Sulla terza, direi Freddy Maertens, per l’invenzione di cui sopra e la completezza, si fa preferire ai puri. Fra questi, sicuramente Cipollini, per costanza e longevità è il più tangibile. Il belga era letale ragazzi, quando lo vedevi sprintare rimanevi a bocca aperta, le gomme delle sue ruote s’infiammavano, ma aveva la testa di un pavone. Avrebbe potuto essere un corridore dal palmares secondo solo a quello dell’inarrivabile Eddy Merckx; certo anche superiore al Sire di Herenthals, quel Van Looy, verso il quale l’inchino è d’obbligo. A proposito dell’amico Eddy, vorrei ricordare ai più giovani che hanno avuto la sfortuna di non vederlo, quanto, all’occorrenza, fosse pure velocista da gruppo. Un pomeriggio del ’67, al Giro d’Italia, sul lungomare di Lido degli Estensi, volle dare una lezione a Willy Plankaert (era il più bravo di questa famosa famiglia, anche se ha ottenuto di meno di Walter ed Eddy), allora considerato il più forte velocista del mondo. Bèh…. lo strangolò nel vero senso della parola. Due anni dopo, nella per lui triste “corsa rosa” ’69 (di cui parlerò qui, o su Graffiti…), nella tappa di Terracina, si mise in testa al gruppo per tirare la volata al velocissimo Guido Reybroeck, ma vinse lui….. di una bicicletta. Fu un giorno particolare: la tribunetta d’arrivo crollò, invadendo la carreggiata e diversi corridori ci lasciarono parte, o tutta, la loro carriera. Guido, circa dieci anni dopo, quando Merckx si ritirò dall’attività, ebbe modo di dire, che nell’occasione di Terracina, solo una “formula uno” poteva uscire dalla ruota di Eddy. Infine, voglio ricordare la regale volata di gruppo, seppur in leggera salita, nella prima tappa della Parigi Nizza ’74. Fu la prima gara open importante della storia. Merckx, doveva raccogliere il guanto di sfida di uno dei tanti fenomeni dell’est mai passati professionisti (di cui scriverò su Graffiti), il polacco Ryszard Szurkowski, allora campione del mondo dilettanti. Fu un duello fra i due, con gli altri a fare da belle statuine. Vinse il belga alla grande, dimostrando, anche nell’occasione, che poteva essere super anche come sprinter. Quella volata non la dimenticherò mai.
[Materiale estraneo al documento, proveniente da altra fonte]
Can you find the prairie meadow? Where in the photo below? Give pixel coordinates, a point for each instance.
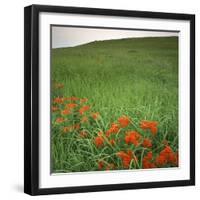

Ora però, devo essere conseguente al sondaggio del carissimo nostro “Pirata” e metterò la preferenza su Rik Van Steenbergen. I motivi? Il ciclismo allora era epica, c’erano meno buffoni, il mondo sportivo complessivamente era migliore e si poggiava su valori indipendenti dal cancrio del danaro, ed i corridori come i collegi di altre discipline andavano a zuccherini chiamati stenamine. Oppure con la benzina effimera di quella simpamina che prendevano anche diversi studenti universitari prima di un esame, come ha ammesso il per me grande, ed amico, Sergio Zavoli.